I’ve been thinking a lot about Palm’s discontinued Foleo mobile companion lately. It was two years ago, this past September, that Palm chose to discontinue the Foleo so that the company could focus their energy on the development of the Palm Pre and their new mobile operating system, Palm webOS. Looking forward, one has to wonder whether or not Palm will go back and redesign the Foleo for use with Palm webOS.
The Foleo was conceived by Jeff Hawkins, the father of the Palm Pilot. The Foleo was to be a “mobile companion” for Palm’s Treo line of smartphones; specifically the Windows Mobile Treo 750 and the Palm OS Treo 755p. Palm had signaled that the Foleo could be opened up to support other smartphones, including the BlackBerry, at some later date after it’s initial release. Unlike the Treo smartphones it was designed to work with, the Foleo was to run a completely new OS, simply called Foleo OS; meaning that Palm and their third-party developers would have to support three discrete mobile operating systems (Palm OS, Windows Mobile, Foleo OS). As you might have guessed, for such a small company, developing and maintaining three operating systems is not a position you would want to be in.
With the Foleo practically ancient history in the mobile computing field, why bring it up now? The answer is because Palm has made some changes to their mobile operating system line up. Palm has stated that they will no longer be releasing devices running Palm OS or Microsoft’s Windows Mobile. That leaves Palm with only their latest software platform, Palm webOS, to be used with new products. Since Palm webOS is based on a Linux kernel, and uses web technologies for displaying the user interface, Palm’s new platform could be used to drive a number of devices; not just smartphones.
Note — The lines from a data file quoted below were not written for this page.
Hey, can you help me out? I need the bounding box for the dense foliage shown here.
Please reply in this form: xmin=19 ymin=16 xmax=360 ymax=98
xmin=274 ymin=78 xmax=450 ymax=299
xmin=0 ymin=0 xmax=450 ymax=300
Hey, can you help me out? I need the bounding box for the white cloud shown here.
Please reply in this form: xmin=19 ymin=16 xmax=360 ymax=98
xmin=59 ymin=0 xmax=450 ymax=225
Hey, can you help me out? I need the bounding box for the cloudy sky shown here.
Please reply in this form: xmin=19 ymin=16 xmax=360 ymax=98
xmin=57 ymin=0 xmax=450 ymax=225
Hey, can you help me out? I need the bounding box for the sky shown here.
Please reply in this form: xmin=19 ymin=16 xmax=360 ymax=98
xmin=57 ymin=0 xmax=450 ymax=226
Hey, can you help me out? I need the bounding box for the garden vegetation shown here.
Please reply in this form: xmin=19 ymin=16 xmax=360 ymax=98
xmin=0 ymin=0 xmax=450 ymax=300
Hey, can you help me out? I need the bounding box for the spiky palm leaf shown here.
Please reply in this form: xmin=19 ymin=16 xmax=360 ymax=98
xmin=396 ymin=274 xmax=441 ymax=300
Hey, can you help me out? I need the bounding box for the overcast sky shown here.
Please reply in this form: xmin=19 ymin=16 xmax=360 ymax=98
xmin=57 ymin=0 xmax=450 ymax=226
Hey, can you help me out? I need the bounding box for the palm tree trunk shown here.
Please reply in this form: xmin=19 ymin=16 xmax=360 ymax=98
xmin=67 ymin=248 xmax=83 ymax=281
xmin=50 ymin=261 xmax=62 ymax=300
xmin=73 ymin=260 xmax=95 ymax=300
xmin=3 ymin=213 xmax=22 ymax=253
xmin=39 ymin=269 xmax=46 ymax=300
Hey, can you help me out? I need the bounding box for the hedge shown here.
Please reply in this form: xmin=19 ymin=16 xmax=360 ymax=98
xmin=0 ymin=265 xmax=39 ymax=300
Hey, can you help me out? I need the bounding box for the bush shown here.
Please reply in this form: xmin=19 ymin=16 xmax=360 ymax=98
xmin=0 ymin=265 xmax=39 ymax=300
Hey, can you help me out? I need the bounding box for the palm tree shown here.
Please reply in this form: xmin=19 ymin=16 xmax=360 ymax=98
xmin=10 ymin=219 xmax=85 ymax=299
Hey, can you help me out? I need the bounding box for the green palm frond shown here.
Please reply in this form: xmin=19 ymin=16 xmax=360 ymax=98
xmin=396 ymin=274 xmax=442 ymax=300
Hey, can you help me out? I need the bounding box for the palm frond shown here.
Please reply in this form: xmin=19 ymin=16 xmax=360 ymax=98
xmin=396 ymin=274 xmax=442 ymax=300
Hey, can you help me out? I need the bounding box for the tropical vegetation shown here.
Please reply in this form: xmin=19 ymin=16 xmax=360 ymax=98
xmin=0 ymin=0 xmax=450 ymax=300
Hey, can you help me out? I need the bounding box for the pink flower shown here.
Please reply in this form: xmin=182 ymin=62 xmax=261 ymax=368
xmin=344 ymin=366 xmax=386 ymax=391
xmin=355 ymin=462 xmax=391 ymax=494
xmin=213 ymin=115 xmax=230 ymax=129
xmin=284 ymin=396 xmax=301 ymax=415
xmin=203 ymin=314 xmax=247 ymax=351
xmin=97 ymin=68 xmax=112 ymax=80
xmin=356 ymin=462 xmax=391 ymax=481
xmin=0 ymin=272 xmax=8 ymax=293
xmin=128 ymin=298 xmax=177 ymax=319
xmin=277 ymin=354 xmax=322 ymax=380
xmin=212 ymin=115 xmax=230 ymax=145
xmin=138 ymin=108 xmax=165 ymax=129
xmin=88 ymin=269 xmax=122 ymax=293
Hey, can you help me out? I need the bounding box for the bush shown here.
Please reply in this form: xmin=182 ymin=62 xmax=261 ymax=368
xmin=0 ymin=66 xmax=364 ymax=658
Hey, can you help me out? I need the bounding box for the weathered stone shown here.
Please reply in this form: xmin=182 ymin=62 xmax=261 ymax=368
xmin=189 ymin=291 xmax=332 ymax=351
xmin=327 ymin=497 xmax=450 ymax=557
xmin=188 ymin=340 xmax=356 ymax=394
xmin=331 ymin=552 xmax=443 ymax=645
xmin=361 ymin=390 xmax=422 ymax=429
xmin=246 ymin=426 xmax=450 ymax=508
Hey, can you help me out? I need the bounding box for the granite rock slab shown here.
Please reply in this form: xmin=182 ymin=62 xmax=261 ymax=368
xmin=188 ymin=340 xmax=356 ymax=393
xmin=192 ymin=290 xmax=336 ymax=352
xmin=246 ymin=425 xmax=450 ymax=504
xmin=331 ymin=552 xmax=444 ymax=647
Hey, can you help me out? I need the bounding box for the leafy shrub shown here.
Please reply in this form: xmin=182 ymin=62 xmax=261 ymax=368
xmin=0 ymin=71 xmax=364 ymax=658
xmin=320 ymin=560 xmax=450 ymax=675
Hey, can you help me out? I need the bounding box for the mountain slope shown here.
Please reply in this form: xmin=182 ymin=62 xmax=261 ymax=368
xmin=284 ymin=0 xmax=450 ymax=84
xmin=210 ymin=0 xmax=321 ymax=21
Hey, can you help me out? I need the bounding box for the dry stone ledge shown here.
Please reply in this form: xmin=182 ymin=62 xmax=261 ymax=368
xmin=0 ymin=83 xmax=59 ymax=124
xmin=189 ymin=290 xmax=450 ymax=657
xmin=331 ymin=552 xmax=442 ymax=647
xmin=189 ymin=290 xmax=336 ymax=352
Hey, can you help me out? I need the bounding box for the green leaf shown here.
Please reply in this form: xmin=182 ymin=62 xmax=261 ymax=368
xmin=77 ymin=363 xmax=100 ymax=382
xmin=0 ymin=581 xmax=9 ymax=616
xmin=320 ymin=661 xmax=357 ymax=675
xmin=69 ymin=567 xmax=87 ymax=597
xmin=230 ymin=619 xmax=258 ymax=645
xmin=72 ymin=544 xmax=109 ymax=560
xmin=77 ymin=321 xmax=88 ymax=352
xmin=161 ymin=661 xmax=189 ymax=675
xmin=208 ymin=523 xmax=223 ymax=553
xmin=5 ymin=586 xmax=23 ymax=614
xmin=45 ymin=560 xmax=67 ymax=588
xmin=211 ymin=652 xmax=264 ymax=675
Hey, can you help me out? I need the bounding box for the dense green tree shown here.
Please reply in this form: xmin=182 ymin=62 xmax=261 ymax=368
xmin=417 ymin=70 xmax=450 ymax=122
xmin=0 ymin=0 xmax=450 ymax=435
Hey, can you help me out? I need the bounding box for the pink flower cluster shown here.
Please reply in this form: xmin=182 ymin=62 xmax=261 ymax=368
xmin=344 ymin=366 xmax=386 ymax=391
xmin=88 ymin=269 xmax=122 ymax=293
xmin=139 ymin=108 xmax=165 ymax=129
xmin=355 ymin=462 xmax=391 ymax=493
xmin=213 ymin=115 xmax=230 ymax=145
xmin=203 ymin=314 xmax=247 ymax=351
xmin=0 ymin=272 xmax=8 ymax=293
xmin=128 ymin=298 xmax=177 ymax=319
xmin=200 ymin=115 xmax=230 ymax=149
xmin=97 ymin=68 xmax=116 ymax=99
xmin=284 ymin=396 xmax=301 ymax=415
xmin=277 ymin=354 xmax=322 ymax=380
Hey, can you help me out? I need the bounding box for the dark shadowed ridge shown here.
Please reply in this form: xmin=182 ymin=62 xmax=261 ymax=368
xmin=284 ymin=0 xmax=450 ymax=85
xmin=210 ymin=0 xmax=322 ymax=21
From the beginning, I always thought that the Foleo’s hardware was solid and well though out. I had a chance to play with the Foleo during one of Palm’s sneak peek events. The hardware felt sturdy and up to to the challenges of day-to-day bumps and knocks. The Foleo had a bright 10-inch screen and a full size keyboard that I was able to touch type on. It also featured flash memory storage and a SDHC card slot for memory expansion. USB, video, and audio out ports rounded out the hardware. Comparing it to an Acer Eee PC or a Dell Mini 9, the Foleo’s hardware just felt better. (To be fair, the Foleo was to be almost twice as expensive than the Eee PC. Cost drives the quality of build materials. Cost vs. function is one of the main reasons why Apple choses to not release a Mac OS X netbook.)
So that brings us back to software. In 2007, Foleo OS didn’t make sense for a small company trying to contain their software development and support costs. In 2009, Palm has decided to focus their efforts around Palm webOS. A Palm netbook, powered by webOS, which has the ability to synchronize data and applications with Palm’s other webOS devices, the Pre and Pixi smartphones, could be a much more powerful device than the original Foleo.
In conclusion, a new Palm Foleo would have several advantages to it. First is that it would run the same mobile operating system as Palm’s smartphones. This would benefit both Palm and third-party developers since there would only be the one OS to write applications for. Secondly, in my opinion, the original Foleo hardware was well designed, and with some tweaks to the processor, memory, and video systems, would be up to the tasks expected of any of today’s netbooks. Lastly, the new management team at Palm is much better at product execution than the management team that was leading the company in 2007.